Capable To Promise (CTP):

  • CTP requests can specify which warehouse the request can draw from.
  • CTP can be run in each plant where the item can be produced. 

Reporting:

  • All data is found in SQL, which allows us to easily create multi-plant reports. 
  • Plant-specific reports can also be easily created in a multi-plant environment.

Uses of Multi-Plant Scheduling

  1. Plant network capacity-level loading for redundant plants for planning and scheduling, or planning only.
  2. Optimization of vertically integrated plants.
  3. Splitting large plants into multiple "virtual plants" to enhance control when using multiple planners.
  4. Plants that share production resources can synchronize their schedules to ensure that the resources are available. 

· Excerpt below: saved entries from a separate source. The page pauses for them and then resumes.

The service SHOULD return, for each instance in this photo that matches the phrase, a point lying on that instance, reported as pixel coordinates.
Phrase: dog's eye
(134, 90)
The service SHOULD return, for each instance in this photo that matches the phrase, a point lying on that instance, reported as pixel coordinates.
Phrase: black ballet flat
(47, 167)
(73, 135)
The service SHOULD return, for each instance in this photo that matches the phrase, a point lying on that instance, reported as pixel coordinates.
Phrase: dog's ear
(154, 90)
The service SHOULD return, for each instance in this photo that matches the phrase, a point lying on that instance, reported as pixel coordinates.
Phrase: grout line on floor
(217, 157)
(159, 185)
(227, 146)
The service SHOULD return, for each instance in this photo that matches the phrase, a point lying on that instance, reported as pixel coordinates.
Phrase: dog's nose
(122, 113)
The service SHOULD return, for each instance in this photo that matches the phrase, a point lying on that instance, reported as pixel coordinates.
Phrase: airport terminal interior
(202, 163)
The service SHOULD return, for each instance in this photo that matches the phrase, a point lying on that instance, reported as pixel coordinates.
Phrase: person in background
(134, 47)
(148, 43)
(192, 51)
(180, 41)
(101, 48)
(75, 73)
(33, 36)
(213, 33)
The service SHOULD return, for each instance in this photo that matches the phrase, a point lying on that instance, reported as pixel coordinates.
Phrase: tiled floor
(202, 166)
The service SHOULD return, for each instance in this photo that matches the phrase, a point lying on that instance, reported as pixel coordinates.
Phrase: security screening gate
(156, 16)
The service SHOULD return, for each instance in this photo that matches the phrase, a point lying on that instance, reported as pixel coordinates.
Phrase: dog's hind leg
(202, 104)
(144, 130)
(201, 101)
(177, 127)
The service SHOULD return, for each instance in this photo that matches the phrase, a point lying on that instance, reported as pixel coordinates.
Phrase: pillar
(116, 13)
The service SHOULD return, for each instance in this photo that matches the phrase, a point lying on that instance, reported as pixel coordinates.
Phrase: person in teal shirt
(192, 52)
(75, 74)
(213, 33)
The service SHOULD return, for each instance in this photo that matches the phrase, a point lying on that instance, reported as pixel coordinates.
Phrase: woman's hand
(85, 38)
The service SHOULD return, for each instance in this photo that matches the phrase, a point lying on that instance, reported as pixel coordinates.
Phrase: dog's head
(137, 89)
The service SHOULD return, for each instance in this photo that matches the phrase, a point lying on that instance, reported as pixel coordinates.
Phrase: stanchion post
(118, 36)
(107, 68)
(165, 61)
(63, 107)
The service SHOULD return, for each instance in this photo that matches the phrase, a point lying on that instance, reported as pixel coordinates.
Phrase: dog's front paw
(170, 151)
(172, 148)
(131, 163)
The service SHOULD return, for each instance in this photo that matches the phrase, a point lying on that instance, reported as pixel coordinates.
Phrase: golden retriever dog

Limitations of Multi-Plant Scheduling

  • Performance can be impaired with high data volumes as plant data is combined.
  • Scenarios must include all plants in the instance as converting to actual requires the coordination of all plants in the system. 
  • Imports are generally performed across all plants (system-wide). However, customizations are available if plant-specific imports are required. Publishing can also be done by plant or for all plants.
  • Data access permission flexibility is limited. Plant permissions can be set to that a user can be a viewer or editor per plant.
  • The system options are shared across all plants which creates less flexibility across multiple plants.